Large technology companies, and even some small businesses, have been plagued in recent years by patents suits brought by “patent assertion entities,” better known as patent trolls. These companies own patents, which they’ve generally acquired from failed companies, but don’t make any products or offer any services themselves. They exist purely to sue other companies for patent infringement. The Innovation Act was a much anticipated piece of legislation aimed at stopping this behavior, and the bill’s death is a major step backwards for patent reform.

There is still the possibility that the bill could stage a comeback. “If the stakeholders are able to reach a more targeted agreement that focuses on the problem of patent trolls, there will be a path for passage this year and I will bring it immediately to the Committee,” Leahy wrote in the announcement. But outside observers think it’s unlikely.

“I think the odds of it being resurrected in an election year are fairly low,” says John Martin, CEO of the patent analytics software company Innography.

The bill included provisions that would have allowed companies to shield their customers from patent suits and required those filing suits to detail how, specifically, a defendant violated a particular patent. But one of the most controversial provisions, which House Republicans insisted on, was a practice known as fee shifting, meaning that the loser of a suit would have to pay the legal fees for the winner. The idea is that fee shifting might help discourage frivolous claims and encourage wrongfully targeted companies and individuals to fight back. But Martin says the idea encountered push-back because it goes against the grain of traditional U.S. policy. “The Senate Judiciary Committee wanted to carve out more discretion for the judges,” he says.

There were also concerns about the way patent trolls were defined within the legislation, and whether it would have made it harder for independent inventors to protect their creation. “Whether you think that’s a good thing or not depends on your point of view on the actions of patent trolls,” says Martin.

The Electronic Freedom Foundation, which supported the bill, was more direct. “This provision does not prevent a legitimate patent holder from protecting its invention,” reads a statement on the organization’s website. “In fact, it makes it easier by consolidating its claims into one forum.”

The organization placed the blame for the bill’s death squarely on Leahey, who previously introduced the controversial PIPA bill, which would have forced ISPs to blacklist certain websites. “Leahy effectively deferred a problem—a serious problem he readily admits exists—in order to please the pharmaceutical, biotech, and university lobbies that are hardly the victims of patent trolls anyway,” the statement reads.

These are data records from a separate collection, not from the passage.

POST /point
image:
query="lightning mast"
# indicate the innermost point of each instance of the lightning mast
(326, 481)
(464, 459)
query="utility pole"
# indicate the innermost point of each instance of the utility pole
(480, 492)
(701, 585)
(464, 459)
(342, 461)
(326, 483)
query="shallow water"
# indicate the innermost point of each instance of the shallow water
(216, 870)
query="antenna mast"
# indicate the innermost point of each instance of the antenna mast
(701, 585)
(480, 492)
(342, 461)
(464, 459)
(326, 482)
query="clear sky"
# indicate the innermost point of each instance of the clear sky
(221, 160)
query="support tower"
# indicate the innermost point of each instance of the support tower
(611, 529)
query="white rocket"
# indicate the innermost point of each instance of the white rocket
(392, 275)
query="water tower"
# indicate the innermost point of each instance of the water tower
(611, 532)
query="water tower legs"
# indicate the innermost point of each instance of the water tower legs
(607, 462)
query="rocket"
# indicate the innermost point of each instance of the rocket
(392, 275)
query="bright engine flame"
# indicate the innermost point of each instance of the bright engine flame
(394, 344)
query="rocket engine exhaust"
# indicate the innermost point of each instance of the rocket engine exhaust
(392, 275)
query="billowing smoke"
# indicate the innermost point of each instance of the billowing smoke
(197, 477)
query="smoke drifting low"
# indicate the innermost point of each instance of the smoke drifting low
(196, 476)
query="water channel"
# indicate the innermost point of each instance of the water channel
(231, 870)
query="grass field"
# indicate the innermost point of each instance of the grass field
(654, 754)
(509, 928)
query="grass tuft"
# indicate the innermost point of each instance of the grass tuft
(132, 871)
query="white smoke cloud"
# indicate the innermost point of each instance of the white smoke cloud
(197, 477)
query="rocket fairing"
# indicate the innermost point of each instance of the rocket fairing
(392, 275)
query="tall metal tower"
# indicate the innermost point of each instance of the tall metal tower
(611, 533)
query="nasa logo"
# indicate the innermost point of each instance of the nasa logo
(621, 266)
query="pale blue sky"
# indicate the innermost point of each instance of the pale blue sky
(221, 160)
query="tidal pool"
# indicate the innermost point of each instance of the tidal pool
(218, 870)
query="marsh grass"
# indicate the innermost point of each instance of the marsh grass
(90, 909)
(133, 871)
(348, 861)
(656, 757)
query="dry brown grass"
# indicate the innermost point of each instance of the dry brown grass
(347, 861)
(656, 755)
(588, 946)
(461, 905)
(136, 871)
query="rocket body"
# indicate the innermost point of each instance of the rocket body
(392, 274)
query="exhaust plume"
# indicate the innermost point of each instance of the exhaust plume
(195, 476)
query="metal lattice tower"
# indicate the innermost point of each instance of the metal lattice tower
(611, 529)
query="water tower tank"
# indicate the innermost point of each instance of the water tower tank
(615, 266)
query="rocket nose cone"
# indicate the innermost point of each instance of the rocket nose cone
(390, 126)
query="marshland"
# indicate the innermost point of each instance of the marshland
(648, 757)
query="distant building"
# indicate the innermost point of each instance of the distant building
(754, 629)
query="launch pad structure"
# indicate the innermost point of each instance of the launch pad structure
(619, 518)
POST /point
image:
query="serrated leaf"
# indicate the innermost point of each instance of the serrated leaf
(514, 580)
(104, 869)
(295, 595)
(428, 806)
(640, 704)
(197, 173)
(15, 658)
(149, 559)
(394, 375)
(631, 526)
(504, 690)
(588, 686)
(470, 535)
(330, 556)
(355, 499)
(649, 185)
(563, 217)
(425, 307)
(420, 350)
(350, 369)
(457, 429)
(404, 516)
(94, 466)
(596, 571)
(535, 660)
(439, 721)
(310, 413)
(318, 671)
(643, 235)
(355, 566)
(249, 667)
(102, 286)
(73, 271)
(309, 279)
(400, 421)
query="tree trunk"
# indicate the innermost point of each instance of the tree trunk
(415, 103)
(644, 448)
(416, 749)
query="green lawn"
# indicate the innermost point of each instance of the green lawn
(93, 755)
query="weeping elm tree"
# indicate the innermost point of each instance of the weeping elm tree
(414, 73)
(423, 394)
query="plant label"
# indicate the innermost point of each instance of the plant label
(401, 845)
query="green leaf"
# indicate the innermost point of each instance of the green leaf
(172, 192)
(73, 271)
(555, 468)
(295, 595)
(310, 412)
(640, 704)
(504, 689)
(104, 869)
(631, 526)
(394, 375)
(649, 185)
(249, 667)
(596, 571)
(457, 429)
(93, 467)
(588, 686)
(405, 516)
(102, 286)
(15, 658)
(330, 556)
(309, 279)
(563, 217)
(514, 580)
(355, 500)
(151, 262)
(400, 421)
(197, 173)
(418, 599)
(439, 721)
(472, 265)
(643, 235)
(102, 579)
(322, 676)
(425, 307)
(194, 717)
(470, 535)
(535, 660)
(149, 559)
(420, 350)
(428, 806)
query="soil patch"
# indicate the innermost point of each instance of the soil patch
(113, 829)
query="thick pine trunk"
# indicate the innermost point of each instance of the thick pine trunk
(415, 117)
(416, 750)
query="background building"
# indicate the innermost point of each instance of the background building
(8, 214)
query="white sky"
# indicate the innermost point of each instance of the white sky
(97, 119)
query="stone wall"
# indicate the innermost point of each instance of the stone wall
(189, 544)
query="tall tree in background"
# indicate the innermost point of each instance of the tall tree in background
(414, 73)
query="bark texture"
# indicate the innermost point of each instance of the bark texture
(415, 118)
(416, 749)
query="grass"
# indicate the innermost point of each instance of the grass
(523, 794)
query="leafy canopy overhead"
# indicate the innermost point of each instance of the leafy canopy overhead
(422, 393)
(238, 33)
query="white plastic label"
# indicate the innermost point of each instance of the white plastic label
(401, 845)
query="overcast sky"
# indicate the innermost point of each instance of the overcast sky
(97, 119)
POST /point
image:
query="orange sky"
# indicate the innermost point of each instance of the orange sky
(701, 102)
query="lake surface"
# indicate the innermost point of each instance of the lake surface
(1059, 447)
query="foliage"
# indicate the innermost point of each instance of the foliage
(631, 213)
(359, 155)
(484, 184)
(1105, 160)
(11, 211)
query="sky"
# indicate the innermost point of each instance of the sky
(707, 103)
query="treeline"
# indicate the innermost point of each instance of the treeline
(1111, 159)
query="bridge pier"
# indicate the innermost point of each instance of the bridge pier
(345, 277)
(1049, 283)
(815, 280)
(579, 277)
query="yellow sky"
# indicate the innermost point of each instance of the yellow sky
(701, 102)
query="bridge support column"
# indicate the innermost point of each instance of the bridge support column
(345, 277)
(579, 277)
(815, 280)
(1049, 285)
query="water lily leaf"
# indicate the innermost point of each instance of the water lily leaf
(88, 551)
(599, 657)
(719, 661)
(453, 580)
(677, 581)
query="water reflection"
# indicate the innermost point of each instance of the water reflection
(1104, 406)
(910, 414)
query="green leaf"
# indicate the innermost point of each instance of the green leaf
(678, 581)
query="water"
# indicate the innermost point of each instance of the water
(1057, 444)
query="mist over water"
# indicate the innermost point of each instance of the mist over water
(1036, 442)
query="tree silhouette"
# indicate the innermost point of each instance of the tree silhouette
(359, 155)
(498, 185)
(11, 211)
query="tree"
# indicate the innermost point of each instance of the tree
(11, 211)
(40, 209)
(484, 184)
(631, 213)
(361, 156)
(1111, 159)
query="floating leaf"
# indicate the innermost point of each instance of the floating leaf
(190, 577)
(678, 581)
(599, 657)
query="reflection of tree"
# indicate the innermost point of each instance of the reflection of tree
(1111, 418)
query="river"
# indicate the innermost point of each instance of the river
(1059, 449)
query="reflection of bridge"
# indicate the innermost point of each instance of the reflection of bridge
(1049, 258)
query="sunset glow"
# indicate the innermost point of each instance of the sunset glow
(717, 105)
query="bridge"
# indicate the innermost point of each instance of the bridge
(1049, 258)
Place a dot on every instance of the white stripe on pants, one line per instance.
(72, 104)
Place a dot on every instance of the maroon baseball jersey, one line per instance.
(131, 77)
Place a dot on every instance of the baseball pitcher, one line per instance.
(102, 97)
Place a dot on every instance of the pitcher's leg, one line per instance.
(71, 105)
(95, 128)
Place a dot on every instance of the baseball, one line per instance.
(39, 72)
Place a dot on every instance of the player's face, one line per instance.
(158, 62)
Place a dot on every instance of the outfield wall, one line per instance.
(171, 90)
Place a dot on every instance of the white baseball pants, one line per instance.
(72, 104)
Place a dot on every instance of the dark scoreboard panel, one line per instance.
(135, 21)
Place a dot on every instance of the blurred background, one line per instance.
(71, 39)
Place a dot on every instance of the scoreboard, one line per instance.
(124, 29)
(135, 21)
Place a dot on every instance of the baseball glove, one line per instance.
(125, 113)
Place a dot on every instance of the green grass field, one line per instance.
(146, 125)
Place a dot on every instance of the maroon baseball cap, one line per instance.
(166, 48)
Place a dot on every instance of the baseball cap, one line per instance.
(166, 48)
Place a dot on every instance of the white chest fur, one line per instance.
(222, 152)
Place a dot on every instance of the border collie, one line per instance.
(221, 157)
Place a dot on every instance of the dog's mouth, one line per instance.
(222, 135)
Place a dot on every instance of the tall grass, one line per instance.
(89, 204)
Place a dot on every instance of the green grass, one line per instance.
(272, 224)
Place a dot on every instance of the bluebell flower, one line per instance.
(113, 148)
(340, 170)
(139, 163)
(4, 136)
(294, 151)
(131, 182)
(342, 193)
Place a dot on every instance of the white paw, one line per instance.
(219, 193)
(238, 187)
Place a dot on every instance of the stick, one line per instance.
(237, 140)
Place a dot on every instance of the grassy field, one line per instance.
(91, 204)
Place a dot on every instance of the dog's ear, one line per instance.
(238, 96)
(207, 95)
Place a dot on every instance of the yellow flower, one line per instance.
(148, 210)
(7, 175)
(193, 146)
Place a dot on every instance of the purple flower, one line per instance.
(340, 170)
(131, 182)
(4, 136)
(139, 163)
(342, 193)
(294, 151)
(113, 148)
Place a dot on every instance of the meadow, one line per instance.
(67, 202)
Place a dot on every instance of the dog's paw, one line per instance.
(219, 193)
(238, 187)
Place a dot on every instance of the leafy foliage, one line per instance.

On the bright side, the legislature isn’t the only place to combat patent trolls, Martin says. There’s still plenty of room for courts and state prosecutors to take action. And President Obama has taken a number of executive actions to try to deal with the issue, including providing resources for companies that have been sued or received cease and desist notices, creating training program for patent examiners to help them better evaluate patent applications and claims, and announcing an initiate to crowdsource “prior art” research.